Re: [BUG] Strange 1-second pauses during Resume-from-RAM



On Thursday, 15 of November 2007, Mark Lord wrote:
Hi!

I have been reporting this off and on since 2.6.23 was released.
This problem was not apparent up to perhaps 2.6.23-rc8,
but definitely became common in 2.6.23 and 2.6.23.1.

Most of the time, a resume-from-RAM on my notebook takes about 2.1 seconds
of kernel time to complete.

Once in a while, it takes *much* longer, in the 14-20 second range.
These long events *seem* to be mostly after the notebook has been
in suspend for a longish time, but there's really nothing consistent here.

So git-bisect isn't going to work for this one. I recently rebuilt the
kernel
to include printk timestamps, and then it went 2 days without the issue
happening,
until this morning (after an overnight suspend) finally.

The machine is a Dell Inspiron 9400, Intel chipset + Core2Duo 2.1GHZ w/3GB
DDR2.
PCIe express chipset, ATI graphics, SATA hard drive.
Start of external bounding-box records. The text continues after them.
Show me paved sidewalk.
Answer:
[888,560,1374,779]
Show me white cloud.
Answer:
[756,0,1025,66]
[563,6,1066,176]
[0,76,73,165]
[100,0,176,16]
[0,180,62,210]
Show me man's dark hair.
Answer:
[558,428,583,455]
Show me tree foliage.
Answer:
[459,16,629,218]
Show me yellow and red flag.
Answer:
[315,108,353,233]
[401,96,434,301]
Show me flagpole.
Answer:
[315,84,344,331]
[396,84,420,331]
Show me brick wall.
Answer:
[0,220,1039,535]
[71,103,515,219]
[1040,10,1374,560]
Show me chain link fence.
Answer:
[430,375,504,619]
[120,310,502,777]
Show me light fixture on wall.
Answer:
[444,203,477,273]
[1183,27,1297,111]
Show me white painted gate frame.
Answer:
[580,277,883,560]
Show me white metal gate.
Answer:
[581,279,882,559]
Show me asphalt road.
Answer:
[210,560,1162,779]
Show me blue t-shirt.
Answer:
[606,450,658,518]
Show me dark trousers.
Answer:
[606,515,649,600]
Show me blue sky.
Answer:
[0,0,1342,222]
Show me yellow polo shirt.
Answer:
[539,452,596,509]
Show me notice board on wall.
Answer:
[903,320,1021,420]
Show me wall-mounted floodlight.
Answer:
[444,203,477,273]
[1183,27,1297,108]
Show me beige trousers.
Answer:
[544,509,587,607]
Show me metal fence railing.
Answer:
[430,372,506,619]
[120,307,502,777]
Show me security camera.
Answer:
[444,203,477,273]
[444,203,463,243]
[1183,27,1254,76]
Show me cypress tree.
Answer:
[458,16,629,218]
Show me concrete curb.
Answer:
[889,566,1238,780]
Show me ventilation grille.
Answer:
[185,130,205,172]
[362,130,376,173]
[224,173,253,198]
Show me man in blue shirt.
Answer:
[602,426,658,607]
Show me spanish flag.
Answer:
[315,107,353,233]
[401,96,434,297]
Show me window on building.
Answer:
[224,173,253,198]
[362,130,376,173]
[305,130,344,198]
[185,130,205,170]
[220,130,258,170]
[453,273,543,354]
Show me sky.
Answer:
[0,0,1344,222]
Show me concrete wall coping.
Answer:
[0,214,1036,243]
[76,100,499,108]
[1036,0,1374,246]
00:00.0 Host bridge: Intel Corporation Mobile 945GM/PM/GMS/940GML and 945GT
Express Memory Controller Hub (rev 03)
00:01.0 PCI bridge: Intel Corporation Mobile 945GM/PM/GMS/940GML and 945GT
Express PCI Express Root Port (rev 03)
00:1b.0 Audio device: Intel Corporation 82801G (ICH7 Family) High
Definition Audio Controller (rev 01)
00:1c.0 PCI bridge: Intel Corporation 82801G (ICH7 Family) PCI Express Port
1 (rev 01)
00:1c.1 PCI bridge: Intel Corporation 82801G (ICH7 Family) PCI Express Port
2 (rev 01)
00:1c.3 PCI bridge: Intel Corporation 82801G (ICH7 Family) PCI Express Port
4 (rev 01)
00:1d.0 USB Controller: Intel Corporation 82801G (ICH7 Family) USB UHCI #1
(rev 01)
00:1d.1 USB Controller: Intel Corporation 82801G (ICH7 Family) USB UHCI #2
(rev 01)
00:1d.2 USB Controller: Intel Corporation 82801G (ICH7 Family) USB UHCI #3
(rev 01)
00:1d.3 USB Controller: Intel Corporation 82801G (ICH7 Family) USB UHCI #4
(rev 01)
00:1d.7 USB Controller: Intel Corporation 82801G (ICH7 Family) USB2 EHCI
Controller (rev 01)
00:1e.0 PCI bridge: Intel Corporation 82801 Mobile PCI Bridge (rev e1)
00:1f.0 ISA bridge: Intel Corporation 82801GBM (ICH7-M) LPC Interface
Bridge (rev 01)
00:1f.2 IDE interface: Intel Corporation 82801GBM/GHM (ICH7 Family) Serial
ATA Storage Controller IDE (rev 01)
00:1f.3 SMBus: Intel Corporation 82801G (ICH7 Family) SMBus Controller (rev
01)
01:00.0 VGA compatible controller: ATI Technologies Inc Radeon Mobility
X1400
03:00.0 Ethernet controller: Broadcom Corporation BCM4401-B0 100Base-TX
(rev 02)
03:01.0 FireWire (IEEE 1394): Ricoh Co Ltd Unknown device 0832
03:01.1 Generic system peripheral [0805]: Ricoh Co Ltd R5C822
SD/SDIO/MMC/MS/MSPro Host Adapter (rev 19)
03:01.2 System peripheral: Ricoh Co Ltd Unknown device 0843 (rev 01)
03:01.3 System peripheral: Ricoh Co Ltd R5C592 Memory Stick Bus Host
Adapter (rev 0a)
03:01.4 System peripheral: Ricoh Co Ltd xD-Picture Card Controller (rev 05)
0c:00.0 Network controller: Intel Corporation PRO/Wireless 3945ABG Network
Connection (rev 02)

There's also a USB2 hub connected, with the Logitech mouse being the
only thing plugged into it at present.

The best clue I have of what is happening, other than that it was first
seen during the late 2.6.23-rc* series, are the following two sets of
kernel logs. The first set is from a "normal" fast wake-up,
and the second set is from the "slow" wake-up seen this morning.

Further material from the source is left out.